Protein kinase gat phosphorylation of specific serines in the connecting segment of the β4 integrin regulates the dynamics of type II hemidesmosomes

Although the regulation of hemidesmosome dynamics during processes such as epithelial migration, wound healing, and carcinoma invasion is important, the mechanisms involved are poorly understood. The integrin alpha6beta4 is an essential component of the hemidesmosome and a target of such regulation. Epidermal growth factor (EGF) can induce hemidesmosome disassembly by a mechanism that involves serine phosphorylation of the beta4 integrin subunit. Using a combination of biochemical and mutational analyses, we demonstrate that EGF induces the phosphorylation of three specific serine residues (S-1356, S-1360, and S-1364) located within the connecting segment of the beta4 subunit and that phosphorylation on these residues accounts for the bulk of beta4 phosphorylation stimulated by EGF. Importantly, phosphorylation of these serines is critical for the ability of EGF to disrupt hemidesmosomes. Using COS-7 cells, which assemble hemidesmosomes type 11 upon exogenous expression of the alpha6beta4 integrin, we observed that expression of a beta4 construct containing Ser-->Ala mutations of S-1356, S-1360, and S-1364 reduced the ability of EGF to disrupt hemidesmosomes and that this effect appears to involve cooperation among these phosphorylation sites.
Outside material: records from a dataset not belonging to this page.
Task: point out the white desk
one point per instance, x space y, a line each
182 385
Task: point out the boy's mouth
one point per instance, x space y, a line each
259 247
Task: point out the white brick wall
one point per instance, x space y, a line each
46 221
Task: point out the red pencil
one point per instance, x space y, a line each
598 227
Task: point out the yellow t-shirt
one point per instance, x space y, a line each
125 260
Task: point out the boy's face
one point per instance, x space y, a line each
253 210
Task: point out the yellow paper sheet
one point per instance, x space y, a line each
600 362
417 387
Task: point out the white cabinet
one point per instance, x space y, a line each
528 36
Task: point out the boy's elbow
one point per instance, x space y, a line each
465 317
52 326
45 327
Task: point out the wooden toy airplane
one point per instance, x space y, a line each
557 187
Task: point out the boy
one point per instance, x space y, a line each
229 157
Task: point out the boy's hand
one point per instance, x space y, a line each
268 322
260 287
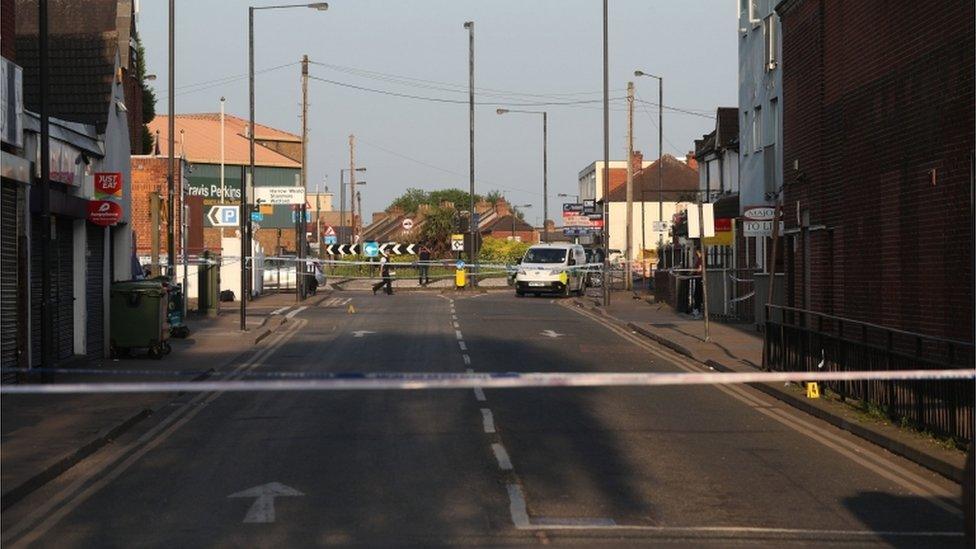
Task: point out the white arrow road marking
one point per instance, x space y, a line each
262 510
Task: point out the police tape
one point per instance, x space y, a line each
411 381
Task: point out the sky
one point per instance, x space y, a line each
526 52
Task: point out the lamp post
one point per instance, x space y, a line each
545 167
660 151
515 209
245 218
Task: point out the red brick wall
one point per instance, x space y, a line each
148 176
8 33
873 99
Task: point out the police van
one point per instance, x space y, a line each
552 268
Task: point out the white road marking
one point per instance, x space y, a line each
501 455
262 510
487 420
75 494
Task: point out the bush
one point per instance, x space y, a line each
499 250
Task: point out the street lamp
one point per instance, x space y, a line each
342 200
545 167
660 150
515 209
245 219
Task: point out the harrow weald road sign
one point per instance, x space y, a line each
224 216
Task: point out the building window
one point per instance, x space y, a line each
757 129
769 41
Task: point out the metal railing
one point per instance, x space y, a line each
802 340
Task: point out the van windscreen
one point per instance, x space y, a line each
545 255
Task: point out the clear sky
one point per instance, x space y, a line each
526 51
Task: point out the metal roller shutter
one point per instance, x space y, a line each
9 223
64 321
94 290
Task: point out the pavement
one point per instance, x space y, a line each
42 438
688 466
738 348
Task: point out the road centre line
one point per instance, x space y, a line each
487 420
73 495
501 455
864 455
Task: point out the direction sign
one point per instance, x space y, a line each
457 242
279 195
224 216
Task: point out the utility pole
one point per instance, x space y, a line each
301 268
352 188
606 160
473 217
628 277
47 316
171 170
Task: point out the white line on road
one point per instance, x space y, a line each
487 420
501 455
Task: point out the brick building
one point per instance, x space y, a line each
878 161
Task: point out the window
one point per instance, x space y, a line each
757 129
769 41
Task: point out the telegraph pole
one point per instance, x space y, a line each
300 269
628 282
352 188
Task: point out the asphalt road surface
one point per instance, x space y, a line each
587 466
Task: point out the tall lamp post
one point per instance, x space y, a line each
660 152
245 218
545 167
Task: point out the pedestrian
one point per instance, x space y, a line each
424 276
699 273
387 272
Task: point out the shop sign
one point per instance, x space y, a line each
108 184
104 212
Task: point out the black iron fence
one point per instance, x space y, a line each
801 340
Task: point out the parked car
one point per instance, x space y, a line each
551 268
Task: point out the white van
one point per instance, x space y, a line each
552 268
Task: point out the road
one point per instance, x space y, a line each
605 466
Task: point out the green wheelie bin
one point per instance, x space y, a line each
139 310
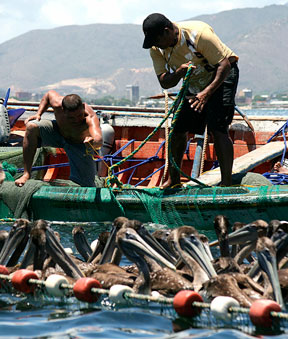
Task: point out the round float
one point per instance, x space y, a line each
4 270
53 285
182 303
116 293
20 280
260 312
82 289
220 307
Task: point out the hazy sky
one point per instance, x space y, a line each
20 16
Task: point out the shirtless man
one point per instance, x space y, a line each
76 126
2 174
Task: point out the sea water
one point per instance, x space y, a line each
45 317
265 111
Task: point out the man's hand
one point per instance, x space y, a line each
89 141
182 70
33 117
198 102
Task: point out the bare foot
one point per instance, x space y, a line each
278 168
2 174
21 181
169 184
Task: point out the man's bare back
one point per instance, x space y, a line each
76 121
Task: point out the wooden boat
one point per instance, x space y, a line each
140 197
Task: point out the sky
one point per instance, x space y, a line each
20 16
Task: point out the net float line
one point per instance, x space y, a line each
186 303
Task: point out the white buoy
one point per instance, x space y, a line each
116 293
68 250
220 307
4 124
53 285
94 244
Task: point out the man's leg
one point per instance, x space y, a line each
2 174
225 154
178 146
30 143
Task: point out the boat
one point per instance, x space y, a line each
132 188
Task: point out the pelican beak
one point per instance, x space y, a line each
109 247
136 243
16 241
194 247
243 235
149 239
58 254
81 244
268 264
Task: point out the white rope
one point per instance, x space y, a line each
166 137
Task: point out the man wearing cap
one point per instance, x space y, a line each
213 83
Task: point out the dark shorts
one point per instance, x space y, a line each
218 112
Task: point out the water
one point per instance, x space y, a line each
45 317
266 111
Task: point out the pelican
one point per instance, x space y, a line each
266 253
15 243
225 263
186 243
81 242
45 241
98 251
3 236
149 262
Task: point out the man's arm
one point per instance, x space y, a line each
94 128
202 97
168 80
50 99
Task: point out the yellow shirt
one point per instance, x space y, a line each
197 43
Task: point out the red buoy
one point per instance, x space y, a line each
182 303
82 289
20 280
4 270
260 312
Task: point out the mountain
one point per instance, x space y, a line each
101 59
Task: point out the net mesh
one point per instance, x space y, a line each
237 318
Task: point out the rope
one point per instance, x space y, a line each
175 108
166 138
203 151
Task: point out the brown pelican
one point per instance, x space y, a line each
46 243
98 251
266 253
15 243
3 236
81 242
186 243
225 263
152 274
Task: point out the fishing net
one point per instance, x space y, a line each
203 317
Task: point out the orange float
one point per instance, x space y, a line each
182 303
260 312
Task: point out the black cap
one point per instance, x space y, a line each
154 26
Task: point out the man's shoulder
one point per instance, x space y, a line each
192 25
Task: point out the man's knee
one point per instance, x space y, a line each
32 129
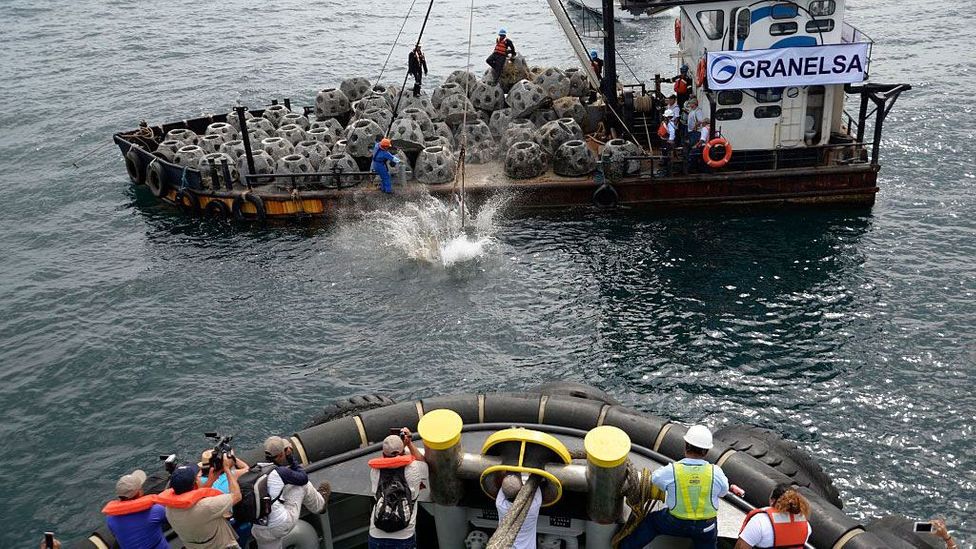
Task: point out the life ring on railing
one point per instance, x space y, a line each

Moreover, expression of Ser-->Asp mutants that mimic constitutive phosphorylation reduced hemidesmosome formation. Protein kinase C-alpha (PKC-alpha) is the kinase responsible for phosphorylating at least two of these serines, based on in vitro kinase assays, peptide mapping, and mutational analysis. Together, these results highlight the importance of serine phosphorylation in regulating type II hemidesmosome disassembly, implicate a cluster of serine residues within the connecting segment of beta4, and argue for a key role for PKC-alpha in regulating these structures.